Given the relatively simple construction, it works quite well, and efficiently too: no flatMap necessary!

Tail-Recursive Combinators

When combinators can be implemented tail recursively instead of recursively, they can be more efficient. In the context of parsley, tail-recursive combinators are ones which only return the result of the last recursive call they make:

lazy val tailRec: Parsley[Unit] = 'a' ~> tailRec | unit

The above is tail recursive, for instance. Combinators like skipMany are implemented tail recursively, with additional optimisations to make them more efficient: implementing new combinators in terms of skipMany with references to carry state is likely to be efficient. For example:

def setOf[A](p: Parsley[A]): Parsley[Set[A]] = {
    Set.empty[A].makeRef { set =>
        many(set.update(p.map[Set[A] => Set[A]](x => _ + x))) ~> set.get
    }
}

In the above code, a set is carried around in a reference, and a new element is added into this set every iteration.

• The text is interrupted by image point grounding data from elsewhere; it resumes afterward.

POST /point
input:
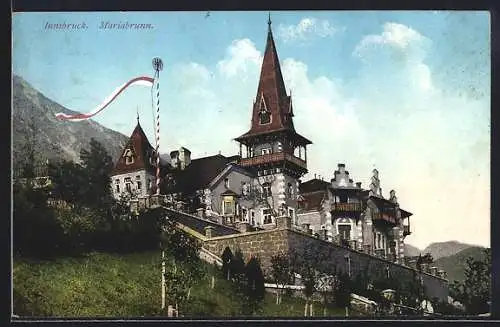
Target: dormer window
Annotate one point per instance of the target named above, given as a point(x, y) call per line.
point(129, 157)
point(266, 189)
point(264, 114)
point(266, 151)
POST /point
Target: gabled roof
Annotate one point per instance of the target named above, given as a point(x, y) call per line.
point(313, 185)
point(272, 97)
point(231, 167)
point(311, 201)
point(229, 193)
point(197, 175)
point(142, 152)
point(382, 203)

When the loop completes (successfully), the set in the reference is returned. A more efficient implementation, however, would use persist and a mutable set (along with impure and fresh): this, of course, still uses a reference.

Whitespace-Sensitive Languages

Another application of long-term state is to track indentation levels in a whitespace-sensitive language: here the start of a new cause, statement or block will record the current column number, and further statements must verify that the column number is correct. Leaving a block will restore the identation level back to how it was before. This is similar to how matching brackets worked.

Stateful Combinators

For some applications, a more structured strategy for tracking state can be useful. The forP combinators allow for looping where the a stateful variable is used to control the control flow. For instance, the classic context-sensitive grammar of a^n b^n c^n can be matched effectively using a reference and a forP:

import parsley.Parsley.pure
import parsley.state.forP
val abcs = 0.makeRef { i =>
    many('a' ~> i.update(_ + 1)) ~>
    forP[Int](i.get, pure(_ > 0), pure(_ - 1)) {
        'b'
    } ~>
    forP[Int](i.get, pure(_ > 0), pure(_ - 1)) {
        'c'
    } ~>
    i.get <~ eof
}
// abcs: Parsley[Int] = parsley.Parsley@784dd7b4

abcs.parse("aabbcc")
// res12: parsley.Result[String, Int] = Success(2)
abcs.parse("aaaaabbbbbccccc")
// res13: parsley.Result[String, Int] = Success(5)
abcs.parse("aaaabbbbbbcccc")
// res14: parsley.Result[String, Int] = Failure((line 1, column 9):
//   unexpected "b"
//   expected "c"
//   >aaaabbbbbbcccc
//            ^)

First, as many as as possible are read and each one will increment the counter i. Then, run the equivalent of a C-style: for (int j = i, j > 0, j -= 1) reading b and c. Internally, forP will use a reference to track its state.